When to use a mortise lock and the perfect candidates for installation
Consider using a mortise lock on an entryway that isn’t kick-proof or pick-proof. If you don’t know what these terms mean, ask a residential locksmith in Miami expert to check out your entryway security. Robust doorframes are significant as well since not having a quality doorframe with a sturdy lock will leave you vulnerable to kick attacks.
There are people who live in areas with high crime rates and other individuals who live in low-crime rate neighborhoods. However, it’s significant not to become content regarding low-crime home security. Try not to be tricked into believing your 100% safe in an apartment either, particularly if it’s a large complex.
Intruders can find their way into these areas, searching for straightforward access through weak entrance doors.

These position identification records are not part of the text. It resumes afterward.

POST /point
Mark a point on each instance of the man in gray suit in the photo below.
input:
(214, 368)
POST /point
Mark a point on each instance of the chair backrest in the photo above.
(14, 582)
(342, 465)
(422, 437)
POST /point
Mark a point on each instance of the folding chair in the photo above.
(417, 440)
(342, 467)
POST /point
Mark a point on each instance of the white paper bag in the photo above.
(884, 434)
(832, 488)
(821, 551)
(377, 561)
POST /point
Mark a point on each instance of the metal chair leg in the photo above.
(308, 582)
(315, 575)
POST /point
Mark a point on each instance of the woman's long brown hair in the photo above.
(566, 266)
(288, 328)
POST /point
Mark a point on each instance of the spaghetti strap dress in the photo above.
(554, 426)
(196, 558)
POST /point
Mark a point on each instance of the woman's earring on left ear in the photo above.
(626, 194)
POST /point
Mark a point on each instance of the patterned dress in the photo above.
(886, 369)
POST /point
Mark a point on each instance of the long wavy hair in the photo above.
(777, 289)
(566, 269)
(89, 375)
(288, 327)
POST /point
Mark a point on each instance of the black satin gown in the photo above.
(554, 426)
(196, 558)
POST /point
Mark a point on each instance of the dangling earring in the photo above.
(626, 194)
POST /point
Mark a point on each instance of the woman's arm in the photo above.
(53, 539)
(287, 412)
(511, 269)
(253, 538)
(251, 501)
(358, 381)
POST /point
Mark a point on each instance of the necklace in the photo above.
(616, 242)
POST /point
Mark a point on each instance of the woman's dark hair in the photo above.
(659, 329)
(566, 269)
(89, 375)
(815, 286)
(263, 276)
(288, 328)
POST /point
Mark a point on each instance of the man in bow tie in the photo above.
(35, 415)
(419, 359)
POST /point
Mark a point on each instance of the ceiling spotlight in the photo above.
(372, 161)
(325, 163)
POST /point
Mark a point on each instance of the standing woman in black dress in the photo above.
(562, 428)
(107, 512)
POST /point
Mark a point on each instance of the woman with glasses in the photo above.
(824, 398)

Thus, any individual who doesn’t have secured entryways becomes a perfect candidate for mortise locks and other entryway security deterrents.
Fitting a Mortise Lock
I want to give advice about fitting mortise locks to your entryways. If you’re a handyman, you shouldn’t have any issues. If you’re not, then it’s better to get somebody who comprehends what they’re doing like a residential Miami Locksmith. Compared with a cylinder lock, the mortise lock is much more challenging to install.
Keep in mind, there must be a precision cut or the pocket into the door to house the lock. You also need to fit the trim to the mortise which isn’t sensible unless you’re an expert. Precision is critical, and anything less will wind up in a fail work that looks terrible and can breakdowns. A poor fit could even ruin a durable door that may cost you plenty more, so please watch out.